Note that there may be a period of time where the conditional write appears to have succeeded because the conflicting write (perhaps from another data center) is not yet visible. Consider the following:

  1. Application writes a literal delta t1.
  2. Application in data center A writes a conditional delta t3.
  3. Concurrently, application in data center B writes delta t2 that invalidates the conditional delta t3.
  4. For a while, readers in data center A will only see t1 and t3 and think that the conditional write succeeded.
  5. However, once t2 replicates to data center A, readers will now see t1, t2, t3 in sequence and the effect of evaluating t3 will change, invalidating the conditional write.

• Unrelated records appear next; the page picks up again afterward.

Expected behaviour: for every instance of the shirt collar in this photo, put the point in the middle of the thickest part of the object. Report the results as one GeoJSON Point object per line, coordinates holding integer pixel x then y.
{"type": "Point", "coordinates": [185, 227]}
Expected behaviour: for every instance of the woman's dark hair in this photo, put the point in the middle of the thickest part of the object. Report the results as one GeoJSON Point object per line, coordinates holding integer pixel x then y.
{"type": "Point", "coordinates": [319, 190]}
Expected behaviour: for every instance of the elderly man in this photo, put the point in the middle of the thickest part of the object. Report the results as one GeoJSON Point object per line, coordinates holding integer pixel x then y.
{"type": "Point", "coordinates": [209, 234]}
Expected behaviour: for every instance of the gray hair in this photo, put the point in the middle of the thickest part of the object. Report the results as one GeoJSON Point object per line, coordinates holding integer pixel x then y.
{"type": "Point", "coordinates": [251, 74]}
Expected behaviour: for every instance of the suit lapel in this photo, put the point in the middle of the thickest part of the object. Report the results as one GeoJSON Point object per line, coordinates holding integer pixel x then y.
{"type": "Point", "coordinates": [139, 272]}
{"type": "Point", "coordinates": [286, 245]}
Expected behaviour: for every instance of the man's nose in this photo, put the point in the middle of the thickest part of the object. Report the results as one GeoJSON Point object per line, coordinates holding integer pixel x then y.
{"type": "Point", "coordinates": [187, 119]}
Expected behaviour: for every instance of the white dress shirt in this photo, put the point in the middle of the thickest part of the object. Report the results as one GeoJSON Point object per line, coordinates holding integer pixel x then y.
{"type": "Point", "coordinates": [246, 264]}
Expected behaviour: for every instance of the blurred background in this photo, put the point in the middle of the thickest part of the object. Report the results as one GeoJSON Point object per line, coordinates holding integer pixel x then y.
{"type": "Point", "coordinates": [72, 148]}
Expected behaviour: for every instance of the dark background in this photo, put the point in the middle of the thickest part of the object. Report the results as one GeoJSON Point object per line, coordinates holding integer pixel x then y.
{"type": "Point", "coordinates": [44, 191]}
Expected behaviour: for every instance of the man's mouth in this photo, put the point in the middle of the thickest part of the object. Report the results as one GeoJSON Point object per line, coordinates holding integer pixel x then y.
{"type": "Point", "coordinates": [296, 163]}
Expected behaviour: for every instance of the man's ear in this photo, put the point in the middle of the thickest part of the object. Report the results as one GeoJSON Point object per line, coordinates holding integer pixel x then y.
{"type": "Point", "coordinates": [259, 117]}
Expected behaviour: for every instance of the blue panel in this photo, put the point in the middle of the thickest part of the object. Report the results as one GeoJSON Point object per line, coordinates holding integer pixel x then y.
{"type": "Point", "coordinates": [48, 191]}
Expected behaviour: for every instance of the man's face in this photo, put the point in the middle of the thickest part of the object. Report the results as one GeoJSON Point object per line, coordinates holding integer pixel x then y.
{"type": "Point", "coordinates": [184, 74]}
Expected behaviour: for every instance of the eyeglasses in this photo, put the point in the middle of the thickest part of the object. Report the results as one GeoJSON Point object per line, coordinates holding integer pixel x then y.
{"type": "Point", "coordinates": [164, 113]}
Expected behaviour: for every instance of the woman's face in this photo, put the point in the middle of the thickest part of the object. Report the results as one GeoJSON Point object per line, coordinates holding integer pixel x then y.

Because of this, it can appear that the System of Record may go back and retroactively fail a conditional write. However, the databus will guarantee to fire an event whenever this happens so apps can have a chance to detect it and retry the write.

Compaction

To make sure that reads do not get prohibitively inefficient due to high number of updates that need to be resolved at read time, EmoDB combines together older deltas and replaces them with a single delta equal to their combined effect, thus making the reads go faster.

However, there is a major challenge that comes with compaction in a multi-data center cluster. When is it ok to compact deltas for a given row in a data center? Specifically, what if an older delta arrives after we are done compacting? If we arbitrarily decide to compact deltas, say every five minutes, then we run the risk of losing deltas that may still be in flight from a different data center.

To solve this issue, EmoDB computes the Full Consistency Timestamp (FCT), which is defined as time t before which all deltas are fully consistent on all nodes. Said another way, there will be no deltas arriving from other data centers with timestamps before the FCT.

Any delta prior to FCT gets compacted without any fear of data loss. A special “compaction record” is created that tracks compaction activity and ensures that intrinsics like ~version, ~firstUpdateAt etc. are maintained correctly.

The DataStore.getTimeline() method will return the set of deltas currently stored in the System of Record. At first glance, it may look like you can use this to see all the individual deltas that were ever written for a document. But remember that, eventually, old deltas will be compacted together. So you can’t rely on the System of Record to keep a complete history of the life of a document. Only audit records are never compacted. If there is historical information you must keep, you can store it in an audit record. By default, EmoDB does keep a history of the past two days of compacted deltas. This value can be tweaked or disabled by configuring historyTtl property accordingly.

The compaction process is done opportunistically whenever documents are read from the System of Record. If a document is only written and never read, it will never be compacted.